After a bit of time to consider, I think the 15-minute phone interview I had a couple of days ago with Lotus chief Jean-Marc Gales – during which he talked of making other Lotus models outside of sports cars as a route to sustainable profits – was more encouraging than any I've ever had with a Lotus boss.

And I've done the lot - a dozen of them over the past 30-odd years, going right back to Colin Chapman.

What made chatting with Gales special? The fact that the ex-PSA chief's plans for the Hethel-based sports car company seem entirely rational, something only sparingly associated with Lotus revival plans of the past.

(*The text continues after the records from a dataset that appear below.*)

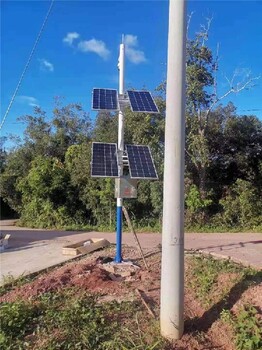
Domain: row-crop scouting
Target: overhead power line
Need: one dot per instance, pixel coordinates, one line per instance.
(27, 63)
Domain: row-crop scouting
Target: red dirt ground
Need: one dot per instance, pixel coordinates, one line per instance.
(203, 330)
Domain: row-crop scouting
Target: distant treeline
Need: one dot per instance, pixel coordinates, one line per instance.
(46, 179)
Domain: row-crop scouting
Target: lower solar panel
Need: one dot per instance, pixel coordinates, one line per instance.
(104, 160)
(141, 165)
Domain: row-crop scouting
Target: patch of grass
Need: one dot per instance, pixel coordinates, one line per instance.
(10, 282)
(66, 320)
(205, 272)
(247, 327)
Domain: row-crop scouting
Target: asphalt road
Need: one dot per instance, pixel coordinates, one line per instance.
(31, 250)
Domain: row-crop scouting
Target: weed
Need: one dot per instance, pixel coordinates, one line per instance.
(66, 320)
(205, 272)
(247, 327)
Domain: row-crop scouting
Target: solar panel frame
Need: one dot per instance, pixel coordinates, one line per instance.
(142, 101)
(104, 163)
(105, 99)
(141, 163)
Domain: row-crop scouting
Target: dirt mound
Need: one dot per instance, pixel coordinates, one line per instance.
(87, 276)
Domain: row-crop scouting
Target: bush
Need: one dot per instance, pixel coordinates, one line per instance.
(242, 205)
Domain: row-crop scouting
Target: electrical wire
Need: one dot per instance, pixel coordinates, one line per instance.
(27, 63)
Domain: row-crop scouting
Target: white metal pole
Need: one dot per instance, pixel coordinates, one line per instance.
(121, 66)
(172, 273)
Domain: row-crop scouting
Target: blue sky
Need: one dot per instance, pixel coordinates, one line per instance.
(79, 49)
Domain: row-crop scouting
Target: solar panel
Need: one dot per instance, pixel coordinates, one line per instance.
(105, 99)
(142, 101)
(104, 160)
(141, 165)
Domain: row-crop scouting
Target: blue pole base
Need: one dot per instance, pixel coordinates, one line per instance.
(118, 258)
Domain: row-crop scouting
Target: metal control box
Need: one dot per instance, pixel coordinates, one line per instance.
(125, 187)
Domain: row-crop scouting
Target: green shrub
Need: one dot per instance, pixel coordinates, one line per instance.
(242, 205)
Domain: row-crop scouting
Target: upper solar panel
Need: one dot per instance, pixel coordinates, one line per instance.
(142, 101)
(105, 99)
(141, 165)
(104, 160)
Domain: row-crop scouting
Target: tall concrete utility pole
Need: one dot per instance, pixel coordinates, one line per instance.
(121, 66)
(172, 274)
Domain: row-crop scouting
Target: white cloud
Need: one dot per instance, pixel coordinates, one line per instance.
(70, 37)
(133, 54)
(45, 65)
(29, 100)
(96, 46)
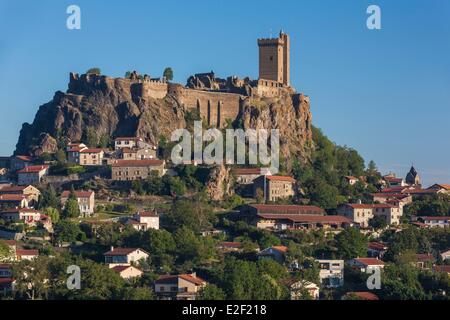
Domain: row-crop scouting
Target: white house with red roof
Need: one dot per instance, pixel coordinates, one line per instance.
(29, 216)
(366, 264)
(144, 220)
(85, 199)
(363, 213)
(124, 256)
(127, 272)
(32, 175)
(178, 287)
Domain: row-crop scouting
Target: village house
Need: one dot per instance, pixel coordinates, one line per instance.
(85, 199)
(360, 295)
(128, 170)
(24, 254)
(29, 216)
(331, 273)
(376, 250)
(423, 261)
(31, 192)
(276, 187)
(127, 272)
(305, 222)
(442, 269)
(178, 287)
(144, 220)
(298, 287)
(13, 201)
(6, 279)
(445, 255)
(435, 221)
(441, 188)
(137, 154)
(130, 143)
(247, 175)
(85, 156)
(124, 256)
(363, 213)
(232, 246)
(276, 253)
(256, 209)
(32, 175)
(20, 162)
(366, 264)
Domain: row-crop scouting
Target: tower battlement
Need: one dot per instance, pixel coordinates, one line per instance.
(274, 59)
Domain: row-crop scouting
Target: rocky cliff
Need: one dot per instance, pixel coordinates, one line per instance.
(112, 107)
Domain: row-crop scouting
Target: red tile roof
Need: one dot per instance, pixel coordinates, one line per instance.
(174, 279)
(33, 169)
(291, 209)
(138, 163)
(25, 252)
(299, 218)
(147, 214)
(246, 171)
(12, 197)
(364, 295)
(370, 206)
(121, 251)
(78, 194)
(280, 178)
(370, 261)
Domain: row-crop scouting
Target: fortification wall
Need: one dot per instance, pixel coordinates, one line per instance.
(214, 107)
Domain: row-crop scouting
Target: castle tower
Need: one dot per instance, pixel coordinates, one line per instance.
(274, 59)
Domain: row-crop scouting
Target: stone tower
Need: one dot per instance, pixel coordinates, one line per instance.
(274, 59)
(413, 178)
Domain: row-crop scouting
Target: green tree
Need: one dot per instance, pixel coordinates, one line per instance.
(67, 231)
(71, 208)
(351, 244)
(211, 292)
(168, 74)
(53, 213)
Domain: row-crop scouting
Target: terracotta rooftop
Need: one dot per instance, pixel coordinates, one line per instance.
(78, 194)
(33, 169)
(138, 163)
(280, 178)
(364, 295)
(299, 218)
(291, 209)
(174, 279)
(370, 261)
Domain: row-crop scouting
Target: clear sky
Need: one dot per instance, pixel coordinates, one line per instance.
(385, 93)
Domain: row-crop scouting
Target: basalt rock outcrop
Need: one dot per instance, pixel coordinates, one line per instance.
(141, 107)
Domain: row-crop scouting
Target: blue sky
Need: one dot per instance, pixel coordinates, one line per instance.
(385, 93)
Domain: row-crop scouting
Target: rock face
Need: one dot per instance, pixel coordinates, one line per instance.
(111, 107)
(220, 183)
(291, 115)
(107, 106)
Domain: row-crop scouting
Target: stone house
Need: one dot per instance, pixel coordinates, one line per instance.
(276, 187)
(124, 256)
(128, 170)
(144, 220)
(331, 273)
(31, 192)
(363, 213)
(366, 264)
(85, 199)
(127, 272)
(32, 175)
(178, 287)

In this game you get slowly better at recognising rationality as the fortunes of the UK's unique patchwork of car companies ebbs and flows: as rolling disasters like the Phoenix Four's doomed Rover Group have imploded, and as tiny hotbeds of genius like the 100-a-year Ariel Motor Co. have prospered. You grow a better – though never infallible – nose for knowing what will work and what won't.

At Lotus, Gales wants to stabilise the business for the short term by cutting costs (which, sadly, means jobs) and by improving existing products that already have a powerful appeal. He reckons he can sell 3000 cars a year quite soon, and why not? He's on course to do 2000 in 2014 without much of a run-up.

Then he wants to employ the Porsche strategy: to make cars of other formats – just as Porsche does Porsche Cayennes and Porsche Panameras - to generate the money it takes to keep building the iconic sports cars that truly drive the company's image and reputation. That's harder.

Right now it is a bit difficult to imagine Lotus launching any model that isn't a sports car. There's no tradition for it. Neither was there a tradition for the Porsche Cayenne.

But there's expertise enough at Hethel and manufacturing power enough at Proton to develop platforms capable of being shared by the two marques in such a way that each version had a unique and distinctive appeal. After all, when considering a Range Rover Evoque, no-one thinks of a Ford Focus, though the pair are closely related.

Of course, there are some very high hurdles ahead. Not the least of them might be a narrow-minded band of professional critics unwilling to see a Proton-Lotus enterprise succeed.